Cremonese

Nino Vialli alla Gazzetta: "Oggi
Gianluca tiferebbe per la Cremo"

Nino Vialli durante la Messa in ricordo del fratello Gianluca

Sono da poco trascorsi tre anni dalla scomparsa di Gianluca Vialli e il suo ricordo è ancora vivo più che mai, soprattutto nel cuore dei tifosi delle squadre in cui ha giocato. Stasera (lunedì 12 gennaio) è in programma Juventus-Cremonese e il pensiero non può far altro che soffermarsi sul grande campione cremonese, che da calciatore ha scritto pagine importanti della storia di tutte e due le società. Sul numero odierno de “La Gazzetta dello Sport” è stata pubblicata una bellissima intervista a Nino Vialli, uno dei fratelli di Luca, di 8 anni più grande e molto vicino all’ex attaccante durante la sua lotta contro la malattia, anche negli ultimi giorni di vita a Londra.

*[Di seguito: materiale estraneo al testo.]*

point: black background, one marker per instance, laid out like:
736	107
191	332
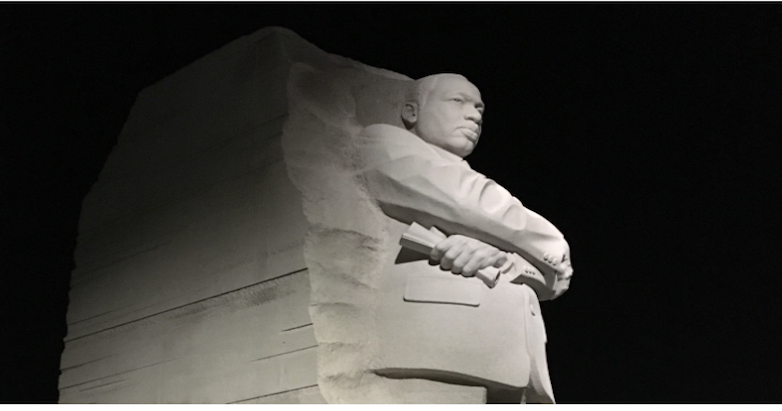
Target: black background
648	133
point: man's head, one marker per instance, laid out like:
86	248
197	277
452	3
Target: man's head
445	110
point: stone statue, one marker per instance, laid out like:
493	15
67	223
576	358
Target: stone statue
437	323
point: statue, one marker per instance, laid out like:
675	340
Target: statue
437	321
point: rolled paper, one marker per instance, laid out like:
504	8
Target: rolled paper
420	239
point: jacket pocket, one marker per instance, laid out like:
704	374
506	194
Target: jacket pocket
460	291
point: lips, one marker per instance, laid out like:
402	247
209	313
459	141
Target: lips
470	133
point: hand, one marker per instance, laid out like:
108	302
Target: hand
464	255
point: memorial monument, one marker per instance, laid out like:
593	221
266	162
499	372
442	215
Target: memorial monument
260	234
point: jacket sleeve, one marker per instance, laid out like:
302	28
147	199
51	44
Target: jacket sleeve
413	183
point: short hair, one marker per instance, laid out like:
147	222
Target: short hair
419	90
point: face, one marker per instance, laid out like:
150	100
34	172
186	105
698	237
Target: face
451	116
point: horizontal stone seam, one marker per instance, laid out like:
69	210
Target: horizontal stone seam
184	305
273	394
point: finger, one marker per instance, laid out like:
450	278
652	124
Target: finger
461	260
439	249
453	252
475	264
500	259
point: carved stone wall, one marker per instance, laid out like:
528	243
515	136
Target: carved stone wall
193	280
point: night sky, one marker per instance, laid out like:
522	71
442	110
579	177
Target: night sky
648	133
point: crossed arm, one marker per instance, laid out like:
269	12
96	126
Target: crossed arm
413	182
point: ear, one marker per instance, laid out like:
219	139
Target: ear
410	114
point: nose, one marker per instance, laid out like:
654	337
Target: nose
474	115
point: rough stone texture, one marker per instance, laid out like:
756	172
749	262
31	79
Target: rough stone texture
198	277
328	107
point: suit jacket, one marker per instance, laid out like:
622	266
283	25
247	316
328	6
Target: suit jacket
437	325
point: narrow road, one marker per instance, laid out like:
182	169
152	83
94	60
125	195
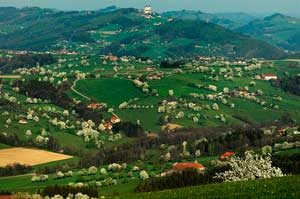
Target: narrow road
77	92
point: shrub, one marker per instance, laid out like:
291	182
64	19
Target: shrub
64	191
249	168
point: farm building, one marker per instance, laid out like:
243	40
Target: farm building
115	120
148	10
269	76
188	165
179	167
227	155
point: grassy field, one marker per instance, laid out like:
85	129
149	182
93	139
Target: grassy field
110	91
29	156
276	188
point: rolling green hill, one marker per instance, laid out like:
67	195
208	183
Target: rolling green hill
123	32
278	29
227	20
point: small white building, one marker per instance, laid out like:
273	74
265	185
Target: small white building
269	77
148	10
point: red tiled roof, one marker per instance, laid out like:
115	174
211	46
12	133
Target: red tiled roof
227	154
5	197
187	165
269	75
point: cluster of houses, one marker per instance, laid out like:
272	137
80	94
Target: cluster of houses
109	124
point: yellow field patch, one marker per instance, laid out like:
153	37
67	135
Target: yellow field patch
29	156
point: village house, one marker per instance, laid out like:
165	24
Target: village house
95	106
179	167
22	121
115	120
111	57
227	155
268	77
108	126
148	10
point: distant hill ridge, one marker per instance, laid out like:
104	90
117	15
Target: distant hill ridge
46	29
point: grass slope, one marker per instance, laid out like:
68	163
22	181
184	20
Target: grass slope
110	91
285	187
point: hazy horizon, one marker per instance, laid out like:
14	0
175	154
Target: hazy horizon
290	7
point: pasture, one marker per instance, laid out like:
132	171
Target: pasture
111	91
29	156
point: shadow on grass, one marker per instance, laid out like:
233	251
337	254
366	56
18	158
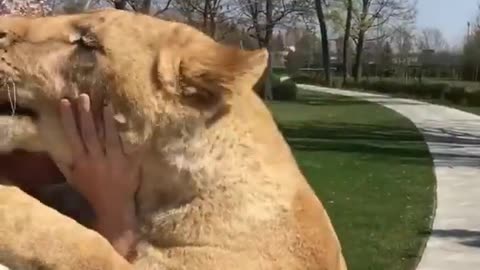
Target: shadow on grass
309	98
380	139
464	237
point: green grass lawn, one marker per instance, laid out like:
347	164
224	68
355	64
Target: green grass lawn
371	169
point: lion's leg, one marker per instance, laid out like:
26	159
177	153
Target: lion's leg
34	236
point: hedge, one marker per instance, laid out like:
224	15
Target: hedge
281	90
430	91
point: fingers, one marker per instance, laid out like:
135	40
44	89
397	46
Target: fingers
113	145
64	169
88	130
71	130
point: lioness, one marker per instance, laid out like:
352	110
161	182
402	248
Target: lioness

Stasera si gioca Juventus-Cremonese e, riferendosi al fratello Gianluca, Nino Vialli ha commentato: “La sua partita”. Poi ha aggiunto: “Avrebbe tifato per la Cremonese, il primo amore e quello di famiglia. Ma amava la Juventus, lo stile bianconero lo ha sempre affascinato e ce ne parlava spesso. Si innamorò dello stile-Juventus: dalle telefonate all’alba dell’avvocato Agnelli alla cura del particolare, all’importanza data ai comportamenti”.

Poi il ricordo del mitico gol in rovesciata allo Zini contro la Cremo quando vestiva la maglia della Juve. Era il 23 ottobre 1994. “Eravamo allo stadio Zini – ha raccontato Nino -. Luca si inventa la rovesciata che non ti aspetti e fa gol. A Cremona, la sua città e sotto gli occhi della sua gente, ma con la maglia della Juventus: qualcuno lo amò un po’ meno, durò un attimo…”.

A Grumello Cremonese, Gianluca si sentiva a casa… “Aveva deciso di ristrutturare una parte dell’abitazione di campagna per quando veniva insieme alla sua famiglia. Sì, Cremona era ancora la sua casa. E poi, le sfide tra le Canottieri: per anni mi ha rinfacciato l’errore che feci a porta vuota contro il San Zeno, noi della Baldesio. Vincevamo 1-0, perdemmo 1-2 e quell’errore fu decisivo… Luca non mollava di un centimetro, mai”.

Il legame di Gianluca con la città di Cremona e con la Cremonese era fortissimo. “Quando vinceva era felice – ha raccontato il fratello Nino – e felice era quando andava allo stadio con gli amici di sempre: lo ha fatto spesso. Gli sarebbe piaciuto Davide Nicola, il suo carattere, il suo magnetismo”.